Todo el mundo sabe que Python no brilla con velocidad por sí solo. En mi opinión, el lenguaje es excelente en su legibilidad, pero el nicho principal de su aplicación es donde esperas la mayor parte del tiempo por alguna entrada / salida de datos. Por convención, puede escribir código de alto rendimiento en Rust o C, pero el 99% del tiempo simplemente esperará.



Sin embargo, Python también es excelente como pegamento sintáctico de alto nivel. En este caso, su parte interpretada tranquilamente invoca código de alta velocidad escrito en lenguajes de programación compilados. Normalmente, las bibliotecas tradicionales como NumPy se utilizan para esto.

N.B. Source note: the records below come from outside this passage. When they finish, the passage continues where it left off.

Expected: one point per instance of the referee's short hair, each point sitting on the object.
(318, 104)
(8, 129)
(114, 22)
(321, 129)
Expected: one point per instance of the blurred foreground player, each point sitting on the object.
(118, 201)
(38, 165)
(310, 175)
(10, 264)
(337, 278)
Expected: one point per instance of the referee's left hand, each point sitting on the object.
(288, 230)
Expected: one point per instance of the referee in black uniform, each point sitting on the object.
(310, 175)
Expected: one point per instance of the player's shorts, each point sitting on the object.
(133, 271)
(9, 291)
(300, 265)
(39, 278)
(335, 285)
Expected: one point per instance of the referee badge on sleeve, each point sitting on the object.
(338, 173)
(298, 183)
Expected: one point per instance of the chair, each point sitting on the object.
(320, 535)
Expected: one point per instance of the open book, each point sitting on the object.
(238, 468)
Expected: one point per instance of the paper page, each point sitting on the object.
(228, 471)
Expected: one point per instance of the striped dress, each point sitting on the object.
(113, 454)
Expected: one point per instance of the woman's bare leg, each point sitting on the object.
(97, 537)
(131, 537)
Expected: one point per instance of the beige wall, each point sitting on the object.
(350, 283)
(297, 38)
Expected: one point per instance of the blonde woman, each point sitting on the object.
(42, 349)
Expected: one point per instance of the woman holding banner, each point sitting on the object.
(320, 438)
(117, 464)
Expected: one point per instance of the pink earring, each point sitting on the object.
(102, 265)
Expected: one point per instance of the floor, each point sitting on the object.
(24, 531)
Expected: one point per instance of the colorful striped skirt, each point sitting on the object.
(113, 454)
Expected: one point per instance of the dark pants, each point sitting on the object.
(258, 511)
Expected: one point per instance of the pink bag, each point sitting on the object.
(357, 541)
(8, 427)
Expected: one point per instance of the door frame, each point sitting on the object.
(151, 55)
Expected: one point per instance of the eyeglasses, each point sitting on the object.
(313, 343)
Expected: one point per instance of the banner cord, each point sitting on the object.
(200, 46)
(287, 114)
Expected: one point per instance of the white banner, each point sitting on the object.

Pero iremos un poco más allá, intentaremos paralelizar los cálculos en CUDA y usaremos un híbrido extraño pero funcional de C ++, stdpar y el compilador nvc ++ de Nvidia. Bueno, al mismo tiempo, intentemos evaluar el desempeño. Tomemos dos problemas: ordenar números y el método de Jacobi, que usaremos para calcular el calentamiento de una placa de metal.



Llamar a C ++ desde Python



Nuestro código de clasificación se verá así:



# distutils: language=c++
from libcpp.algorithm cimport sort

def cppsort(int[:] x):
    sort(&x[0], &x[-1] + 1)

      
      





En la primera línea, indicamos explícitamente que Cython debería usar C ++, y no la C predeterminada. En la segunda, importamos la función de clasificación de C ++, y luego sigue la lógica misma. Coloque el código en el archivo cppsort.pyx. Tenga en cuenta que la extensión difiere de la py habitual, ya que la compilaremos o ejecutaremos cythonize en terminología de Cython.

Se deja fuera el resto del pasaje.